MongoDB Atlas Pricing Calculator
Use this estimator to model your monthly and annual Atlas database costs.
How to use this MongoDB Atlas pricing calculator
MongoDB Atlas pricing can look simple at first, but real monthly costs depend on more than just cluster tier. This calculator gives you a practical estimate by combining compute, storage, backups, network transfer, and support overhead in one place.
It is designed for planning and budgeting, not billing reconciliation. Actual Atlas invoices vary by cloud provider, region, workload shape, and contract terms. Still, this tool gives teams a fast way to compare options and make smarter architecture decisions early.
What this calculator includes
- Cluster base cost: The selected Atlas tier multiplied by cluster count.
- Cloud and region multipliers: A practical estimate for provider/region differences.
- Storage over baseline: Charges applied only above included tier storage assumptions.
- Backup storage: Separate backup footprint priced per GB-month.
- Data transfer out: Egress after a small free allowance per cluster.
- Support plan uplift: Optional percentage added to subtotal for budgeting.
MongoDB Atlas pricing components explained
1) Cluster tier
Tier is usually the largest line item. As you move from shared to dedicated clusters, you get better CPU, RAM, and disk performance, but costs scale quickly. If your app is still validating product-market fit, avoid over-provisioning. Right-size first, then scale based on observed load.
2) Storage and IOPS pressure
Storage is not just about data size. Indexes, historical records, and TTL policies all influence footprint. A data model with duplicate fields or oversized documents can increase storage and backup costs significantly.
3) Backup retention
Backups are critical, but retention windows can quietly become expensive. Keep legal and operational requirements in mind, then tune retention policies intentionally instead of accepting defaults forever.
4) Data transfer out
Egress charges can surprise teams that heavily sync data to analytics tools, external APIs, or cross-region services. If your architecture requires frequent exports, transfer may become a major recurring expense.

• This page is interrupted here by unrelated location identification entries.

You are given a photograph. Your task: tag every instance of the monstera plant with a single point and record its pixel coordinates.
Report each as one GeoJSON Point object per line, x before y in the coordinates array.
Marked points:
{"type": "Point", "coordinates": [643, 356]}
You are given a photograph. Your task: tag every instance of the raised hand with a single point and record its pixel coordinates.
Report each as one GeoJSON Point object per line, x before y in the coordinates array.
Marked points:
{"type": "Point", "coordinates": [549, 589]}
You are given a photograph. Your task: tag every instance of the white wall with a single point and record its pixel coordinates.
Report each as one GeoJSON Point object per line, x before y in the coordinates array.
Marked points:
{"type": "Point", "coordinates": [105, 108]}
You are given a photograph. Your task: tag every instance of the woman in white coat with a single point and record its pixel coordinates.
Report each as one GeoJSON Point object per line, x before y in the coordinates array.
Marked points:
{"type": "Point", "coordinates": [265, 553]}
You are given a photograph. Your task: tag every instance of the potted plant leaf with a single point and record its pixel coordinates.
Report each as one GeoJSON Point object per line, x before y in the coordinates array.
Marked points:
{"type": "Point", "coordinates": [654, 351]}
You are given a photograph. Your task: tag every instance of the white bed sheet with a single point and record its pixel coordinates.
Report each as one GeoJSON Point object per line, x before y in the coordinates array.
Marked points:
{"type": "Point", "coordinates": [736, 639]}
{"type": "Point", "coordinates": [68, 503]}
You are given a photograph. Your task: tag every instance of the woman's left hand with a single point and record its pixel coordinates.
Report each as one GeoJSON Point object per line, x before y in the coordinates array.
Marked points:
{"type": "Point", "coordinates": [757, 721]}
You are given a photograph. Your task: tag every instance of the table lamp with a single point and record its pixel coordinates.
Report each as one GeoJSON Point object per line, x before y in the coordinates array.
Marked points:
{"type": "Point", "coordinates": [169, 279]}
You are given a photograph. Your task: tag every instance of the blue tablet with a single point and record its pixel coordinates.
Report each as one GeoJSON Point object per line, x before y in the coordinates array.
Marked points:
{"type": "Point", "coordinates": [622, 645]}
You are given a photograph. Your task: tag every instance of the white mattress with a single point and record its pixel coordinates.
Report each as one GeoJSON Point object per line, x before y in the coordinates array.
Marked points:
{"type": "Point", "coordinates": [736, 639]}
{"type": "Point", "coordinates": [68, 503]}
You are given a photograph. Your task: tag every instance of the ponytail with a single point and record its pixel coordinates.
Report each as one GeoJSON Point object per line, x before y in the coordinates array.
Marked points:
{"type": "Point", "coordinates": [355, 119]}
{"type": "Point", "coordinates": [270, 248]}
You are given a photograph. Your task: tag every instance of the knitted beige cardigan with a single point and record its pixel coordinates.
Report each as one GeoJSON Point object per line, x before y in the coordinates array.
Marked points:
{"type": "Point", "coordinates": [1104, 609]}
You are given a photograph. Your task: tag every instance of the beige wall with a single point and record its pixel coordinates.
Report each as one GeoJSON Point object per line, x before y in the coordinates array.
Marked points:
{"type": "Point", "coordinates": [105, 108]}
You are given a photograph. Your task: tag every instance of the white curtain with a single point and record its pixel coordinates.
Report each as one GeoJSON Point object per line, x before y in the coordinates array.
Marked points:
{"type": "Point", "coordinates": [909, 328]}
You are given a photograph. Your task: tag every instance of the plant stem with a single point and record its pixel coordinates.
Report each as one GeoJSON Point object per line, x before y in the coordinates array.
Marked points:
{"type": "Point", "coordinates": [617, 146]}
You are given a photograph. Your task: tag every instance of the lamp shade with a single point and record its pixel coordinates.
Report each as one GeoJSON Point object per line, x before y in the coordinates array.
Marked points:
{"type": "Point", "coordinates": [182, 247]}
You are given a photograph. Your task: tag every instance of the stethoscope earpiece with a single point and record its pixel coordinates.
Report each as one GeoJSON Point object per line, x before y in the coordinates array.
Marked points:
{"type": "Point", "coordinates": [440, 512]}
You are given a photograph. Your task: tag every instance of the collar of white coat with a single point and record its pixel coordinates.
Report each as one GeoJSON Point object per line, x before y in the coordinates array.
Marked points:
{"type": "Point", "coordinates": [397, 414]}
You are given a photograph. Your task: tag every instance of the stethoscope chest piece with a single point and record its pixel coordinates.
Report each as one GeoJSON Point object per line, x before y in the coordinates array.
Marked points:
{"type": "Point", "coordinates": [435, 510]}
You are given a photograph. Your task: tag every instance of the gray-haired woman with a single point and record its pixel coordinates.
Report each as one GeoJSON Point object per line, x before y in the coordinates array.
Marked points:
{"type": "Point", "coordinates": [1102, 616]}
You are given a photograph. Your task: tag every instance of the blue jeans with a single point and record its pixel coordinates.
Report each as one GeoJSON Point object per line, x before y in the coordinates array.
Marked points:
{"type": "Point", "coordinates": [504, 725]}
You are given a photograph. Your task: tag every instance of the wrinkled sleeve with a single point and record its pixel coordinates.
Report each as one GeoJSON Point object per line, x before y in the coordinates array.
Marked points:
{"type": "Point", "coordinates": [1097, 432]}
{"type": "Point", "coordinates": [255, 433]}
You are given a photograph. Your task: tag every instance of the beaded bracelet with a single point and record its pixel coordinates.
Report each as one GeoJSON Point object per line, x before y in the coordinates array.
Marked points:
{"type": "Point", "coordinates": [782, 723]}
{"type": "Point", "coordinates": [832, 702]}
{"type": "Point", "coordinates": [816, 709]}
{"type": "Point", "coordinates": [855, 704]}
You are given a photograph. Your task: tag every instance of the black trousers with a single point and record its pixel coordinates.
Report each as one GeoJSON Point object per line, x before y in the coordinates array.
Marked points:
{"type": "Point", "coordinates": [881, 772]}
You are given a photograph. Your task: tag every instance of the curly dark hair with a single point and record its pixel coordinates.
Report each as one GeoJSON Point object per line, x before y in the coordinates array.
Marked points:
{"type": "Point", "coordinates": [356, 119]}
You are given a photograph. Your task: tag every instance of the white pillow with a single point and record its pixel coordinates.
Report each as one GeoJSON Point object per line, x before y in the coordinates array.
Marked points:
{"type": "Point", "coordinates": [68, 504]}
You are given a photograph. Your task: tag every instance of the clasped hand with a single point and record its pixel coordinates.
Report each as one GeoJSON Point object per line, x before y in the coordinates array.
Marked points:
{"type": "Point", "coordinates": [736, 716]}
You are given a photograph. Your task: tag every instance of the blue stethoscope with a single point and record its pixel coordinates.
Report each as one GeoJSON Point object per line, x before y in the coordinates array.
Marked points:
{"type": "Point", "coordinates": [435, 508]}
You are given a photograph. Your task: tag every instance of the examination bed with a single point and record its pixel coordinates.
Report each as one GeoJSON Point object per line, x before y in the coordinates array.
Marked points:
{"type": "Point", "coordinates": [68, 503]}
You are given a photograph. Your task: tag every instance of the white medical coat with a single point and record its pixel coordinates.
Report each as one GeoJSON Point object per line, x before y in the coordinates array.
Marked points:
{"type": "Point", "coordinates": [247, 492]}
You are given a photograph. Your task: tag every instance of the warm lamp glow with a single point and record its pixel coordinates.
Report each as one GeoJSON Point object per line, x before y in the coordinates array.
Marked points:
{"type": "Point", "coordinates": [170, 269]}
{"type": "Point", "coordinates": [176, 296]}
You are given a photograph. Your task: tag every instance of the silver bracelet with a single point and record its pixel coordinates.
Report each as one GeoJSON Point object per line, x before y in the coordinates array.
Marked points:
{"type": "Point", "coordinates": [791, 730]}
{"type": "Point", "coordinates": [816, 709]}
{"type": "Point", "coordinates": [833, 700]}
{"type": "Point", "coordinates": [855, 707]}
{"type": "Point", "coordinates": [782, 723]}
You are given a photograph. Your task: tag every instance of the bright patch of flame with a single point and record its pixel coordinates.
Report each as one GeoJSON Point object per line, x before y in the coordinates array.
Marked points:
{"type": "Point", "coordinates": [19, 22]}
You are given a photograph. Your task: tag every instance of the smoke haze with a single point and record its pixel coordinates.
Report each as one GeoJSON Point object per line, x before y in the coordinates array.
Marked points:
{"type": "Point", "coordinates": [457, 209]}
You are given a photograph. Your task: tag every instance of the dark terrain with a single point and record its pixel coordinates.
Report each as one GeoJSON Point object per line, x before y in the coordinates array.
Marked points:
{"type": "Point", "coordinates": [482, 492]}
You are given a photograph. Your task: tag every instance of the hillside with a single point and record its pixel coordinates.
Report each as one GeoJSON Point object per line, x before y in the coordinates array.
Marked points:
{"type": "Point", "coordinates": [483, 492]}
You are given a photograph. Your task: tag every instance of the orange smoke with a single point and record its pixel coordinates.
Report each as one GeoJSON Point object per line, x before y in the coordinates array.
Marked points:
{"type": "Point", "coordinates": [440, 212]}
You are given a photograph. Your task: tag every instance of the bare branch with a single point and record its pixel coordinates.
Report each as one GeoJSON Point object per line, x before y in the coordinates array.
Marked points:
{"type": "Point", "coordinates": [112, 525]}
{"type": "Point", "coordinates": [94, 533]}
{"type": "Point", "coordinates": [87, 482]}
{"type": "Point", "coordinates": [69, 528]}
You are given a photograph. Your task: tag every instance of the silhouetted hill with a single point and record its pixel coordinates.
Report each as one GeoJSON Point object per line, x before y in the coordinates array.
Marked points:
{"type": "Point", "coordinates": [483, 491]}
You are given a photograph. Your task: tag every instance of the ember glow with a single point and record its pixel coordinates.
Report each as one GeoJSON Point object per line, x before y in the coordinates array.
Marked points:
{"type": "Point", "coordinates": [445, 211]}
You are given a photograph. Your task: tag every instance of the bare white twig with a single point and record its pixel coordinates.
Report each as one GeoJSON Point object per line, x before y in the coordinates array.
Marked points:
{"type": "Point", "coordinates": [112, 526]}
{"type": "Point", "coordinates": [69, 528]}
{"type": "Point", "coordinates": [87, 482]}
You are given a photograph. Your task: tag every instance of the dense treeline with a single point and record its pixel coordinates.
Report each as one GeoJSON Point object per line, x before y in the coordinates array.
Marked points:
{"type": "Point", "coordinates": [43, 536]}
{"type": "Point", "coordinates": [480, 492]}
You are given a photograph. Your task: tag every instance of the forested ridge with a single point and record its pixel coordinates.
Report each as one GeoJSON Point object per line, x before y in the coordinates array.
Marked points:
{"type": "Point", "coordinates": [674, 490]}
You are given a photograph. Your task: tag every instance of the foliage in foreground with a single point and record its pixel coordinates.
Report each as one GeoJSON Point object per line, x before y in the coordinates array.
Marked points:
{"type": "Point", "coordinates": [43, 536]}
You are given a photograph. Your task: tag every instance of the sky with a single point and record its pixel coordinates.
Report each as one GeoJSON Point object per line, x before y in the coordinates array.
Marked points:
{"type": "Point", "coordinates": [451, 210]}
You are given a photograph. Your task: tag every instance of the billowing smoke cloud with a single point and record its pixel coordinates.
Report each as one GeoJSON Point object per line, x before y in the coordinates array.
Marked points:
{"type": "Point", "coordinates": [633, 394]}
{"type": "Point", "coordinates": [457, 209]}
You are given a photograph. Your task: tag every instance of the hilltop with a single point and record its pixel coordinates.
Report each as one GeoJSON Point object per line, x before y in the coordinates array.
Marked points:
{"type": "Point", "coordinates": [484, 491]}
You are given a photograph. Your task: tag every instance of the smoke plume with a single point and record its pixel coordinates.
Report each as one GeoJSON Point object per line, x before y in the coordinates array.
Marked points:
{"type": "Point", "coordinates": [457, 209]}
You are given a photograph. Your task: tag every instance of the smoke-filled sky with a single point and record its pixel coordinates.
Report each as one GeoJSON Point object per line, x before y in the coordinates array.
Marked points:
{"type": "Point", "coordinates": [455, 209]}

Example planning scenarios
Startup MVP
- Tier: M10
- 1 cluster, standard region
- Moderate storage and backups
This setup keeps operational complexity low while preserving room to scale. Track growth monthly and only move to M20+ when latency or CPU metrics demand it.
Growing SaaS product
- Tier: M30 or M40
- 2 clusters (prod + staging)
- Higher backup and transfer usage
At this stage, architecture discipline matters: clean indexing, efficient queries, and controlled export pipelines can prevent costs from increasing faster than revenue.
Enterprise workloads
- Tier: M50/M60 and above
- Multiple regions and strict backup requirements
- Production-grade support plan
Here, cost management shifts from pure savings to risk-adjusted optimization. Reliability, compliance, and performance SLOs often justify higher spend, but forecasting still needs realistic cost models.
Ways to reduce MongoDB Atlas cost without hurting performance
- Use query profiling to eliminate expensive scans and improve index usage.
- Archive cold data to lower-cost storage tiers or separate systems.
- Review backup retention policies quarterly.
- Minimize unnecessary cross-region traffic and large export jobs.
- Scale clusters based on measured utilization, not guesswork.
- Separate dev/test workloads from production so they can run on lower-cost tiers.
Important note
This mongodb atlas pricing calculator is an independent planning tool and is not affiliated with MongoDB. For final purchasing decisions, always validate against the official Atlas pricing page and your exact cloud-region deployment settings.